Loss of Dopamine D2 Receptors Induces Atrophy in the Temporal and Parietal Cortices and the Caudal Thalamus of Ethanol-Consuming Mice
ABSTRACT The need of an animal model of alcoholism becomes apparent when we consider the genetic diversity of the human populations, an example being dopamine D2 receptor (DRD2) expression levels. Research suggests that low DRD2 availability is associated with alcohol abuse, while higher DRD2 levels may be protective against alcoholism. This study aims to establish whether (i) the ethanol-consuming mouse is a suitable model of alcohol-induced brain atrophy and (ii) DRD2 protect the brain against alcohol toxicity.

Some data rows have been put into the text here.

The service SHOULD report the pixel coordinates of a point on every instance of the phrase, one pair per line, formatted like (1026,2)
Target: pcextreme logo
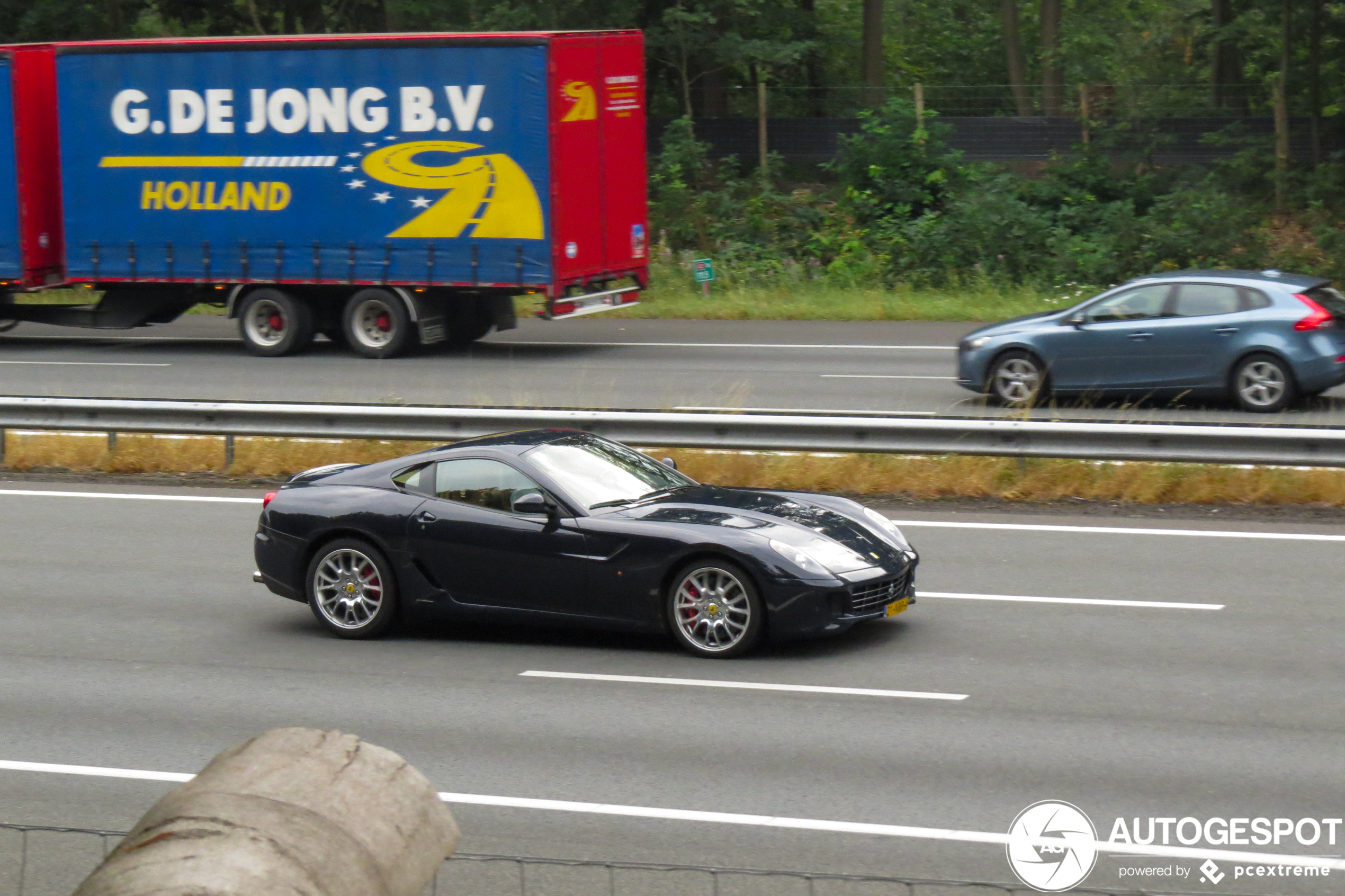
(1052,868)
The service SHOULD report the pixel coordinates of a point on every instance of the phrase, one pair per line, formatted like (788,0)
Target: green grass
(673,295)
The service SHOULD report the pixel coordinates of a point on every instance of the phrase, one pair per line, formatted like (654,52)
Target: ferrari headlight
(888,528)
(800,558)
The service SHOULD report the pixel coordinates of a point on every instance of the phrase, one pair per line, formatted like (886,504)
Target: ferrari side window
(486,483)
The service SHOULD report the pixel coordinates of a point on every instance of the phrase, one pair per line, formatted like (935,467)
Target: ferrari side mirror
(533,502)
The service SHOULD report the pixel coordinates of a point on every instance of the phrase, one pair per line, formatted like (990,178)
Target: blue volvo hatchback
(1259,338)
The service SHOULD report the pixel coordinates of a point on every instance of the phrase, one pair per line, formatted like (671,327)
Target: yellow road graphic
(586,101)
(490,192)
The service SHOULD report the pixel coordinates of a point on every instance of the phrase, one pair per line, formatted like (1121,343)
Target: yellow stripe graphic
(171,162)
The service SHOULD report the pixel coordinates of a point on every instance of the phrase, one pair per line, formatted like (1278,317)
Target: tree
(871,53)
(1052,70)
(1013,51)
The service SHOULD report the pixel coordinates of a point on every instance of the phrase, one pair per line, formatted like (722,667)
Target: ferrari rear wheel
(715,610)
(352,590)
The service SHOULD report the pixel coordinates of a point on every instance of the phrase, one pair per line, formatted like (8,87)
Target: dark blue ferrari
(562,526)
(1259,338)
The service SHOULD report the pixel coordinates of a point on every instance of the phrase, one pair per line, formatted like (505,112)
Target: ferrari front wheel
(715,610)
(352,590)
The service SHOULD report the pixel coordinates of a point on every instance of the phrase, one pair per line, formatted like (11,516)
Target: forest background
(899,225)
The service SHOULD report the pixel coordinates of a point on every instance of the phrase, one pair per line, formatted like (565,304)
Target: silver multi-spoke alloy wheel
(347,588)
(712,608)
(1017,380)
(373,324)
(265,324)
(1262,384)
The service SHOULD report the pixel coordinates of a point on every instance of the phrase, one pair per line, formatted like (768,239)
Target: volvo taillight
(1317,317)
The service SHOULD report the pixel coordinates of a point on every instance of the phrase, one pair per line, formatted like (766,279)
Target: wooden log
(297,812)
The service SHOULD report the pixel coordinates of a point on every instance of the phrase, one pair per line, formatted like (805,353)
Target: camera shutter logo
(1050,867)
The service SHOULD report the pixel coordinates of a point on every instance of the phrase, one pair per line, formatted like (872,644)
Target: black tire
(339,593)
(275,324)
(1262,384)
(377,325)
(469,320)
(1017,379)
(715,610)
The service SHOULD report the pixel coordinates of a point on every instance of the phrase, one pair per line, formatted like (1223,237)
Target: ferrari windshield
(596,471)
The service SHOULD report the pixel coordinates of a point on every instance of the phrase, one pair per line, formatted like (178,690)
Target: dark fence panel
(1001,139)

Adult Drd2+/+ and Drd2-/- mice drank either water or 20% ethanol solution for 6 months. At the end of the treatment period, the mice underwent magnetic resonance (MR) imaging under anesthesia. MR images were registered to a common space, and regions of interest were manually segmented.
We found that chronic ethanol intake induced a decrease in the volume of the temporal and parietal cortices as well as the caudal thalamus in Drd2-/- mice.
The result suggests that (i) normal DRD2 expression has a protective role against alcohol-induced brain atrophy and (ii) in the absence of Drd2 expression, prolonged ethanol intake reproduces a distinct feature of human brain pathology in alcoholism, the atrophy of the temporal and parietal cortices.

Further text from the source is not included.